138. Moseley’s Finger.

by Peter Fraenkel

Sunday afternoon in summer. The year? Probably 1958 or ’59.  I was on the bus, on my way to work at Reuters, the news agency:  An awful job – terrible pay, terrible hours but I was glad to have – at long last –  found a job in England. I would work from 4 p.m. until midnight and then again from 7 a.m. next morning.  The hours between I could spend in a curtainless echoing room in the loft of Reuters’ Fleet Street offices. Sleep was difficult. Heavy lorries thundered past throughout the night, delivering huge rolls of paper. Later they carried away freshly printed newspapers.

Soon after the National Union of Journalists threatened to strike unless the rota was revised. It was.
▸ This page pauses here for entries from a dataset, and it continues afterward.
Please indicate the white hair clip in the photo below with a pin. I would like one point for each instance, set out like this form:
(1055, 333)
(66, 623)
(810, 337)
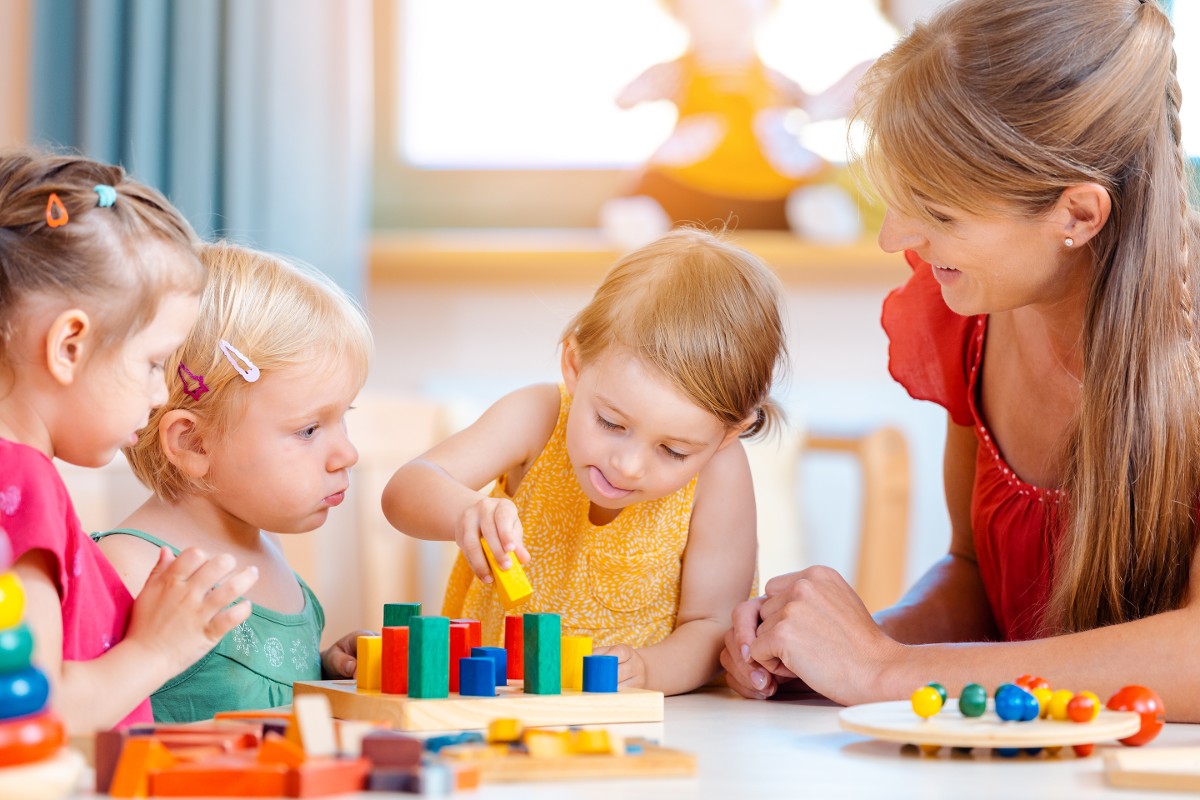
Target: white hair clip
(250, 372)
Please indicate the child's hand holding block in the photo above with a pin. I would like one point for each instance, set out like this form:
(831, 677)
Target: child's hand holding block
(511, 583)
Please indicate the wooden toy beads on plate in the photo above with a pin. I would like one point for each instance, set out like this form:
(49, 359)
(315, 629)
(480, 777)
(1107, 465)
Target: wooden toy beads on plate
(1024, 716)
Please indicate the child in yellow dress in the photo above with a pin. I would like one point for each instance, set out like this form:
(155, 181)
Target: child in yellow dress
(250, 445)
(624, 489)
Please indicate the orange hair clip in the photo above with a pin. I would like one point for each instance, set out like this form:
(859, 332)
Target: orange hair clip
(55, 212)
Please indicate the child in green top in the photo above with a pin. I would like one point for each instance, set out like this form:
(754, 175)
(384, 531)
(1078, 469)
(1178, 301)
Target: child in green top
(252, 439)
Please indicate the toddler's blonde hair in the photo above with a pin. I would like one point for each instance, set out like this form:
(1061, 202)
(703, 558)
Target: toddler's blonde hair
(276, 312)
(702, 312)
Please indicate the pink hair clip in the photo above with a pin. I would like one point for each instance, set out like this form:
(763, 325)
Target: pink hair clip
(193, 384)
(55, 212)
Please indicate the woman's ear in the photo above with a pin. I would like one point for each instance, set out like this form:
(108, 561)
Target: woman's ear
(1083, 210)
(179, 435)
(67, 343)
(570, 364)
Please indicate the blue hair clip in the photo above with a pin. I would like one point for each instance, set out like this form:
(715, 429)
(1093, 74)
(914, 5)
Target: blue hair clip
(107, 194)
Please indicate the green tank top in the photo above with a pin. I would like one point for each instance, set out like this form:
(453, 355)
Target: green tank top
(252, 667)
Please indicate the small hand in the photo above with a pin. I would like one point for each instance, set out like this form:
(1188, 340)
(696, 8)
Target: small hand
(187, 606)
(630, 665)
(340, 660)
(496, 521)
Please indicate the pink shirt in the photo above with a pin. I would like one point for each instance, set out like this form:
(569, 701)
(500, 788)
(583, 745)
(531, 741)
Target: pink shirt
(937, 355)
(36, 512)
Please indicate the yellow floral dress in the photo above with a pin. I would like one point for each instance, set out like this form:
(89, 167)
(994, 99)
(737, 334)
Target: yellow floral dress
(617, 583)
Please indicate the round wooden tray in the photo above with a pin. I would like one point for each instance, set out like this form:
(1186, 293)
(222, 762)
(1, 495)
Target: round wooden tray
(895, 721)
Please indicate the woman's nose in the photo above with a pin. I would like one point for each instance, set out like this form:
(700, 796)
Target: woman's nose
(899, 234)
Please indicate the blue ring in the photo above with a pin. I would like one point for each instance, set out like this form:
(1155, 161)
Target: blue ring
(107, 194)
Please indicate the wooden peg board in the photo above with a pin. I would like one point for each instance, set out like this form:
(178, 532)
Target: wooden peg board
(457, 713)
(1156, 768)
(895, 721)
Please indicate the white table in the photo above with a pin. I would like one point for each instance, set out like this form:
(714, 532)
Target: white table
(795, 749)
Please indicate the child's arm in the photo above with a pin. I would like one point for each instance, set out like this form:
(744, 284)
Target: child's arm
(718, 572)
(437, 495)
(180, 614)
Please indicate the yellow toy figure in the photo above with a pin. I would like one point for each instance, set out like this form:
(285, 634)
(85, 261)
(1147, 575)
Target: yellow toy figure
(731, 156)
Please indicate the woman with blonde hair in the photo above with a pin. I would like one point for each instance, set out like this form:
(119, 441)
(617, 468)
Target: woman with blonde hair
(1031, 158)
(251, 445)
(625, 487)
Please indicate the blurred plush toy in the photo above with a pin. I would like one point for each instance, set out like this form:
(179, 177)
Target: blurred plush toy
(732, 156)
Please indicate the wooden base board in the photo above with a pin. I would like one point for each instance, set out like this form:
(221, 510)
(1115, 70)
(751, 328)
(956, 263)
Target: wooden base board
(895, 721)
(652, 762)
(1159, 768)
(457, 713)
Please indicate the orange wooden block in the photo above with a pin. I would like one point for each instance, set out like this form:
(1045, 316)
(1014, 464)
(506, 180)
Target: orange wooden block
(227, 776)
(277, 750)
(139, 757)
(370, 657)
(322, 776)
But before I reached Fleet Street my bus skirted Trafalgar Square. A small crowd had gathered at the foot of Nelson’s Column. On a higher step stood a speaker. I recognised him at once. I had never seen him in the flesh but when he was released from wartime internment the newspapers had carried his photo. During the war years he had been imprisoned as an enemy sympathiser: Sir Oswald Moseley – leader of the British Union of Fascists. But perhaps by then they had already adopted a slightly less provocative name: The Union Movement. And they no longer wore uniforms, though that must have lost them support from some who had joined just for that smart Black Shirt uniform.
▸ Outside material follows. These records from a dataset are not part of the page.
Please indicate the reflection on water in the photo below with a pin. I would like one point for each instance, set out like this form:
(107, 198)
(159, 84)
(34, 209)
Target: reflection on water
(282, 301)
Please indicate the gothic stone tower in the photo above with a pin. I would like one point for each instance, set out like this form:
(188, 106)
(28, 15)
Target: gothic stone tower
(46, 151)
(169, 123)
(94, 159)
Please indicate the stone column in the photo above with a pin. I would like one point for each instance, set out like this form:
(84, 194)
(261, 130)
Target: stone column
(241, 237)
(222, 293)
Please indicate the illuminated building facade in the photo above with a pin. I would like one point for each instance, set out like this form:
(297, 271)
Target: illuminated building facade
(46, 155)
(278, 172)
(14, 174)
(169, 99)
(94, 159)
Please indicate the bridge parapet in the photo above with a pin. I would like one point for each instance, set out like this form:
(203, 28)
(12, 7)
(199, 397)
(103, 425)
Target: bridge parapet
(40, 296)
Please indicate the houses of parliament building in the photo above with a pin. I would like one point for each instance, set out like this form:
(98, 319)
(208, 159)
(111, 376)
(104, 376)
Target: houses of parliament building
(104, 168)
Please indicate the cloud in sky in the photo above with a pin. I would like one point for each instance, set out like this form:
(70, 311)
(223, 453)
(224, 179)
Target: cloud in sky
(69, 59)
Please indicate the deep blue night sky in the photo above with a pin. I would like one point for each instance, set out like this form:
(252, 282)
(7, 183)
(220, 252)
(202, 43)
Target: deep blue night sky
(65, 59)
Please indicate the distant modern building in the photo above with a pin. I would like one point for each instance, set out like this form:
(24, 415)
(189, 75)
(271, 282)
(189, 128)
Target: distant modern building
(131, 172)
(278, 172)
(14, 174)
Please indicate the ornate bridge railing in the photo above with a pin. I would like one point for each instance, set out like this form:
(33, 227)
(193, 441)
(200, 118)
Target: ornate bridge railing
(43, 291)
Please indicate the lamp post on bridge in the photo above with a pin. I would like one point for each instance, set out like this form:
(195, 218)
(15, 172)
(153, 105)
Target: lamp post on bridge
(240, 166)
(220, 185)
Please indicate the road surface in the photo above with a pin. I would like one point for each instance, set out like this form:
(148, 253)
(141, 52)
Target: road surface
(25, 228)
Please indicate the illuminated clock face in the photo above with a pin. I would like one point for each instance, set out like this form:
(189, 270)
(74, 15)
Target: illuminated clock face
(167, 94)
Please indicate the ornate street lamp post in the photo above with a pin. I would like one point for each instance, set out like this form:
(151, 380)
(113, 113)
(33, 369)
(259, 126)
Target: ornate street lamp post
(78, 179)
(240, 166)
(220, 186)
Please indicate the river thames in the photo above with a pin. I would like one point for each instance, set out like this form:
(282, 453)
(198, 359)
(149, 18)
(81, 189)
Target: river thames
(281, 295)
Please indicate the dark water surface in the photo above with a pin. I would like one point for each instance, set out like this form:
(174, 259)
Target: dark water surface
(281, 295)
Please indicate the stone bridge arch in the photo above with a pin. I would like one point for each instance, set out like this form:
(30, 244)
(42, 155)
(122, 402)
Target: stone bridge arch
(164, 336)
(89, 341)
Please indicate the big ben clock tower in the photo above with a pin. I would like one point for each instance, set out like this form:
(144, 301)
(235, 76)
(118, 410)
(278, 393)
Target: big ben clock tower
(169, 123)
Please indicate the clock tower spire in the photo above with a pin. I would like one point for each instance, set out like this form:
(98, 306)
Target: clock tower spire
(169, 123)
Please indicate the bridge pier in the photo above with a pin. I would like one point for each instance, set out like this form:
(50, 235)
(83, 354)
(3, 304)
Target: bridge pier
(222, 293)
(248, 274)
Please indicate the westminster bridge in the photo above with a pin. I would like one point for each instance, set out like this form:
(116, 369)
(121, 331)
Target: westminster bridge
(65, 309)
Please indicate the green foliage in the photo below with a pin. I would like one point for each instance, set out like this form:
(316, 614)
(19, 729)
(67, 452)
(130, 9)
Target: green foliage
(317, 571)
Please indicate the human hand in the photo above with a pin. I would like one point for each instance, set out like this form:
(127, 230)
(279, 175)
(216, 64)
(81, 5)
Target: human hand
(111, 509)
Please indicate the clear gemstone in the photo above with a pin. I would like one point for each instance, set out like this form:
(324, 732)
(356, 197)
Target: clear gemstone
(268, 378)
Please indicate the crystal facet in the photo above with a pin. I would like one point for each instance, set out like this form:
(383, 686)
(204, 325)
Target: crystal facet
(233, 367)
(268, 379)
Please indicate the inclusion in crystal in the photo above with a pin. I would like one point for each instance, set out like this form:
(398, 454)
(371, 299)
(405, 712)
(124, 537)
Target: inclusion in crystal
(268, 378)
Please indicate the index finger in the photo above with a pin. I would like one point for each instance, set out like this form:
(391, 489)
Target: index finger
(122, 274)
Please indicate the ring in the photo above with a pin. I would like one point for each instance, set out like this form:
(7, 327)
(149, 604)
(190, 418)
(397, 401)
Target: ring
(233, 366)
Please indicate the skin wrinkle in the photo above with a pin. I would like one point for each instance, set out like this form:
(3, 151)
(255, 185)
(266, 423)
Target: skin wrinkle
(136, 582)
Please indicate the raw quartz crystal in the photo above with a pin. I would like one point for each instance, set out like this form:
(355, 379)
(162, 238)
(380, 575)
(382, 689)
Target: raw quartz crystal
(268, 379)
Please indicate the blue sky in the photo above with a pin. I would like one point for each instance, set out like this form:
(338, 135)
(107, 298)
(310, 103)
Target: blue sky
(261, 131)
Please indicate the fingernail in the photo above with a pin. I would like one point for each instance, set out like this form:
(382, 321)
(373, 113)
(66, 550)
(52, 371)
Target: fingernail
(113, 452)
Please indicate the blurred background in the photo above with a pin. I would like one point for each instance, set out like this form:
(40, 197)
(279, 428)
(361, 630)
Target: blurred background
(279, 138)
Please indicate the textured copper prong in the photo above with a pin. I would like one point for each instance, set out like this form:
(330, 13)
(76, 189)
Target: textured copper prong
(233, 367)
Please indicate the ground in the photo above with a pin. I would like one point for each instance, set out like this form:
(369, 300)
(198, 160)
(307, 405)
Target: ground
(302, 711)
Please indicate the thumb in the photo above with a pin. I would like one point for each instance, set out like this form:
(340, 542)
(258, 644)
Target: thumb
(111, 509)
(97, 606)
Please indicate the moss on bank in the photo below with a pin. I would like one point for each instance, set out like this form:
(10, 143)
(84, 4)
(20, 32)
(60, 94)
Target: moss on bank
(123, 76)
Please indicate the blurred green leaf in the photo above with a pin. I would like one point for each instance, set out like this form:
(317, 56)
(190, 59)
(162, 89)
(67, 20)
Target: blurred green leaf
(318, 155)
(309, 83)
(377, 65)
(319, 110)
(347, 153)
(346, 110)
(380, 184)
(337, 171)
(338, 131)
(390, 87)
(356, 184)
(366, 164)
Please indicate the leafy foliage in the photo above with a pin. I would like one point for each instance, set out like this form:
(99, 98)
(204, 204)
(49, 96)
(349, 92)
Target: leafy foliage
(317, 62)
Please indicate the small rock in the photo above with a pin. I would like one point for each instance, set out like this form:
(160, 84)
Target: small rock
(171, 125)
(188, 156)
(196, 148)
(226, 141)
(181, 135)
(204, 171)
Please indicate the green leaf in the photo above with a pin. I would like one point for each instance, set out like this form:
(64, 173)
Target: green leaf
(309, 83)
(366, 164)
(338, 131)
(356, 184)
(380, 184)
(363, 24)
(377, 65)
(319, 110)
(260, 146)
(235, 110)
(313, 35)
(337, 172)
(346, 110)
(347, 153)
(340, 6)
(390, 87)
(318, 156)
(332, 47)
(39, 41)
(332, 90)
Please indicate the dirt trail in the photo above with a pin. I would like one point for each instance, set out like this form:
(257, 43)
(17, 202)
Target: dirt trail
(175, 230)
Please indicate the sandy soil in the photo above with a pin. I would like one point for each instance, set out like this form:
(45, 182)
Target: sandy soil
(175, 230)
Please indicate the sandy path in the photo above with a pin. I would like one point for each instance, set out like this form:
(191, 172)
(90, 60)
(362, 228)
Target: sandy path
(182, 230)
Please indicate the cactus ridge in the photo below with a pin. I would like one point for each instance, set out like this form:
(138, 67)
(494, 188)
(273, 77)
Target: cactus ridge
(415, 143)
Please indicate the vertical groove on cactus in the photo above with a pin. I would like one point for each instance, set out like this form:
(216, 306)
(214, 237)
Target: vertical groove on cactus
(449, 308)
I got off my bus. I had a few minutes to spare and to listen, but not too long. The early shift at Reuters could not depart until we – the replacement – had arrived.  I listened. Moseley had a powerful voice but was difficult to hear.  There was a lot of heckling. Some threw missiles but he dodged them well. He obviously had long experience of this.  I heard no denunciation of Jews – which I knew had been his favourite theme in earlier years. Perhaps after those newsreels showing the dead and dying at Auschwitz and Maidanek such crude antisemitism had gone out of fashion – at least for a while.

He paused and placed his hands on his hips, standing defiantly, feet apart, imitating, I think, Mussolini. One gesture, however, was his alone:  that index finger which he pointed at his audience and shook in warning at the fate that would overwhelm Britain. One or two of his listeners laughed and started to imitate his gesture. Before long almost all his listeners were shaking their finger at him. I had to laugh to see so many aping that gesture. He denounced the immigration of foreigners. English stock would be polluted, debased by black migrants. The English would become a bastard race.
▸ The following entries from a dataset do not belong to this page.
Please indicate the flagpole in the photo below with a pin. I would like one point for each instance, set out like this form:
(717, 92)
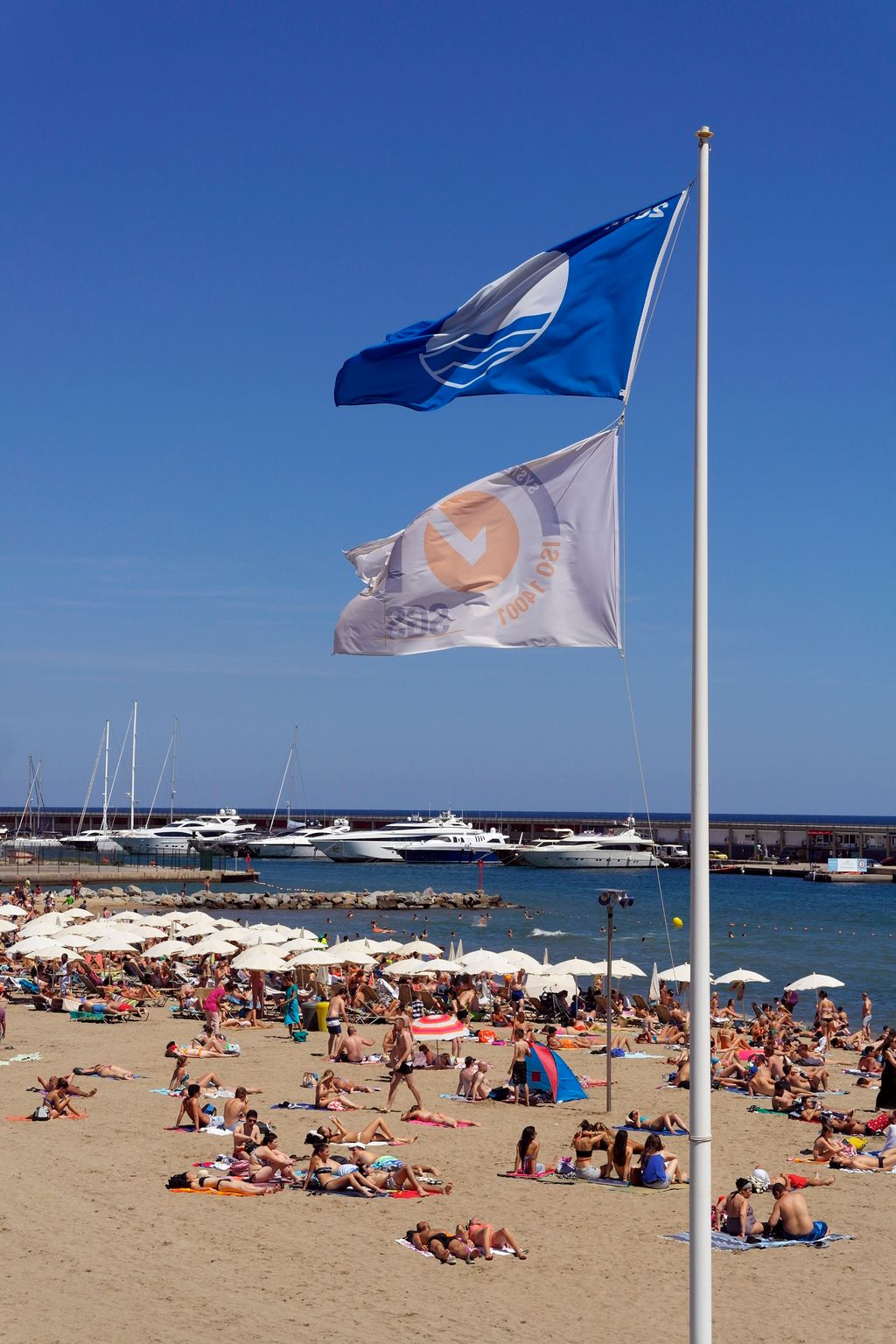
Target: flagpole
(700, 1042)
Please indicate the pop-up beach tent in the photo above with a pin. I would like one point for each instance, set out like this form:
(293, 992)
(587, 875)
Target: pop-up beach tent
(546, 1071)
My shift was due to start. I had to leave. At Reuters a colleague told me, Moseley was hoping to revive the Union of Fascists. My colleague didn’t think it would work. He was right.

A little later I read that Mosley had gone off to live in France. He owned an estate there.  He was apparently never short of money. None of his property had been confiscated even when he was interned as an enemy sympathiser. He was, they said, back to seducing women.